アップロード先のバケットに パブリック バケットポリシーが設定されていないことを確認してください。パブリックバケットポリシーには、以下のような記述が含まれます。

{
    "Version": "2012-10-17",
    "Id": "ComputedBucketPolicy",
    "Statement": [
        {
            "Sid": "AllowWorldRead",
            "Effect": "Allow",
            "Principal": "*",
            "Action": "s3:GetObject",
            "Resource": "arn:aws:s3:::your-bucket-name/*"
        }
    ]
}

ここで重要なのは、* に対して GetObject を許可している点です。これは、バケット内のすべてのファイルを誰でもダウンロードできることを意味します。また、ポリシーがパブリックである場合は、このラベルにも表示されます。

これらの設定は 変更しないでください。以下は「Block public access(パブリックアクセスのブロック)」タブの理想的な状態です。

機能の説明

Secure Uploads を有効にすると、Composer 経由でアップロードされたファイルは、以下の基準に基づいて「安全」または「安全でない」としてマークされます。

  • 「login required(ログイン必須)」サイト設定が有効な場合、すべてのアップロードが安全としてマークされ、匿名ユーザーはアクセスできなくなります。
  • プライベートメッセージ内で何かをアップロードした場合、それは安全としてマークされます。
  • プライベートカテゴリ内のトピック内で何かをアップロードした場合、それは安全としてマークされます。

S3 上のアップロードはプライベートな ACL を持つため、S3 上のファイルへの直接リンクは 403 アクセス拒否エラーを返します。安全なアップロードへのアクセスはすべて、S3 の 署名付き URL を介して行われます。ただし、これはユーザーには非表示です。アップロードが安全な場合、その参照は /secure-uploads/meta/ という Discourse URL 経由で行われます。

権限とアクセス制御

/secure-uploads/meta/ URL は、現在のユーザーがメディアにアクセスする権限を持っているかを確認し、許可されている場合は提供します。アップロードが作成されるとき、それが最初に現れる投稿がその「アクセス制御投稿」として設定され、すべての権限はその投稿に基づきます。

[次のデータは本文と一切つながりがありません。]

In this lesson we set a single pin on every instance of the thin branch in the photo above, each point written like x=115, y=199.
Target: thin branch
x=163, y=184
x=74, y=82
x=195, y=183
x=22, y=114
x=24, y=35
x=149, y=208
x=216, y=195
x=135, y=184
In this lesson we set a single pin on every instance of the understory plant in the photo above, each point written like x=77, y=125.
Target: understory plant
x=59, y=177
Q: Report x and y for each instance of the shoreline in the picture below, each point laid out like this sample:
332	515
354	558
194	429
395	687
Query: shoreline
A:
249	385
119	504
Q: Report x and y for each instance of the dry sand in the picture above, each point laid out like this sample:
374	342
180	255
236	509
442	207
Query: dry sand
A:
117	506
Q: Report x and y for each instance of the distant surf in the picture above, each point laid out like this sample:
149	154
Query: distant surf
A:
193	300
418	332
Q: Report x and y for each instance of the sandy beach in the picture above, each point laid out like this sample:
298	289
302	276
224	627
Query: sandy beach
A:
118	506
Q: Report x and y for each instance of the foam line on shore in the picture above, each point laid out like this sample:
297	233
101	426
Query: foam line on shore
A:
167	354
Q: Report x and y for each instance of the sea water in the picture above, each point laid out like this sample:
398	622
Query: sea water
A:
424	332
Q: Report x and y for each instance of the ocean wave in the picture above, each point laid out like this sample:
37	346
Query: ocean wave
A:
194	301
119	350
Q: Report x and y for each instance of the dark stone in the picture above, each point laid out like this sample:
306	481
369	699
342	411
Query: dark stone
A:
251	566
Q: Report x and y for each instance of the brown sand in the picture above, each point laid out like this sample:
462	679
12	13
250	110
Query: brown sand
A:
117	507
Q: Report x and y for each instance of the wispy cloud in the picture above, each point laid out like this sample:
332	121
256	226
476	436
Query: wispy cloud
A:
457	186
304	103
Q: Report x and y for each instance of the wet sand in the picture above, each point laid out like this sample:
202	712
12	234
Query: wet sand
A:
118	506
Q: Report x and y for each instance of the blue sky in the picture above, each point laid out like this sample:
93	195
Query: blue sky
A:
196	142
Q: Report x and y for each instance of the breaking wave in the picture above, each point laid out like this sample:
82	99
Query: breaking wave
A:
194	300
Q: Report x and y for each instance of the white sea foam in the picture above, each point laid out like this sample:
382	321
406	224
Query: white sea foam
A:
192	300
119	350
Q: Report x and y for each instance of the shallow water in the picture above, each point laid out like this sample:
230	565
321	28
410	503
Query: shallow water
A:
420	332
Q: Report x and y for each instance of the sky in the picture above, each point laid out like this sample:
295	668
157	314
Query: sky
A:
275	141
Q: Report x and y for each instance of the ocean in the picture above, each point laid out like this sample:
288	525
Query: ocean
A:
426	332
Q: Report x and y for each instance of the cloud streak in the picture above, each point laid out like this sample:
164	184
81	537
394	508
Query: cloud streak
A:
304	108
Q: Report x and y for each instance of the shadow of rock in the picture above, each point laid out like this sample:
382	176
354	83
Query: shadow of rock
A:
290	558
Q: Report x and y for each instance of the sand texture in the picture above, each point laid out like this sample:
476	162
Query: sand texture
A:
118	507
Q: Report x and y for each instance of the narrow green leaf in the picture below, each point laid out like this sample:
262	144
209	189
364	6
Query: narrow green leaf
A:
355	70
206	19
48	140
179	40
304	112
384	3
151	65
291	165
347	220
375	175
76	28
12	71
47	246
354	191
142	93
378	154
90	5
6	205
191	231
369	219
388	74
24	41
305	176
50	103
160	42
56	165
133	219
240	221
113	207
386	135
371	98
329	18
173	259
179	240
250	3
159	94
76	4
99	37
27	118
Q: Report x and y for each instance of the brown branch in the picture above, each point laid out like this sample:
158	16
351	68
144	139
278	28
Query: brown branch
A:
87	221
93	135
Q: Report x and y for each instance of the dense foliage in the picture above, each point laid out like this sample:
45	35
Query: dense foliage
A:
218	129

  • 「login required」サイト設定が有効な場合、匿名ユーザーが URL にアクセスすると常に 404 エラーが表示されます。
  • アクセス制御投稿がプライベートメッセージであるメディアにアクセスする場合、ユーザーはそのプライベートメッセージトピックの一部でなければメディアにアクセスできず、そうでない場合は 403 エラーが表示されます。
  • アクセス制御投稿がプライベートカテゴリ内のトピック内にあるメディアにアクセスする場合、ユーザーはそのカテゴリにアクセスする権限を持っている必要があります。そうでない場合は 403 エラーが表示されます。

/secure-uploads/meta/ URL を投稿やトピック間でコピーして使用するのは避けてください。Discourse フォーラム内では、ユーザーごとにアクセスレベルが異なるためです。新しいアップロードは常に Composer 経由で作成してください。Onebox やホットリンクされた画像も、安全なアップロードのルールを尊重します。サイト設定によるアップロード、絵文字、テーマのアップロードは、公開されている必要があるため、安全なアップロードの影響 を受けません

:warning: アクセス制御投稿が削除された場合、添付されたアップロードは アクセスできなくなります:warning:

安全なアップロードを含む投稿の移動

「アクセス制御投稿」を異なるセキュリティコンテキスト間で移動すると、添付されたアップロードのセキュリティ状態が変更される可能性があります。アップロードのセキュリティが変更される可能性のある状況は以下の通りです。

  • トピックのカテゴリを変更する。トピック内のすべての投稿を循環させ、アップロードのセキュリティステータスを更新します。
  • トピックを公開トピックとプライベートメッセージの間で変更する。上記と同じ処理を行います。
  • 投稿をあるトピックから新しい、または既存の別のトピックに移動する。ターゲットトピックに対して上記と同じ処理を行います。

メール内の安全なアップロード

メールへの安全な画像の埋め込みはデフォルトで有効です。さらに制御するために、以下のサイト設定を構成できます。

  • secure_uploads_allow_embed_images_in_emails:これを無効にすると、メール内の安全な画像が抹消されます。
  • secure_uploads_max_email_embed_image_size_kb:埋め込む安全な画像のサイズ上限です。デフォルトは 1MB で、メールが大きくなりすぎないようにします。最大値は 10MB です。email_total_attachment_size_limit_kb と連携して動作します。

安全な画像は、メールクライアントでの base64 URL サポートがまだ不安定であるため、メール添付ファイルとして追加され、cid: URL 形式を使用して埋め込まれます。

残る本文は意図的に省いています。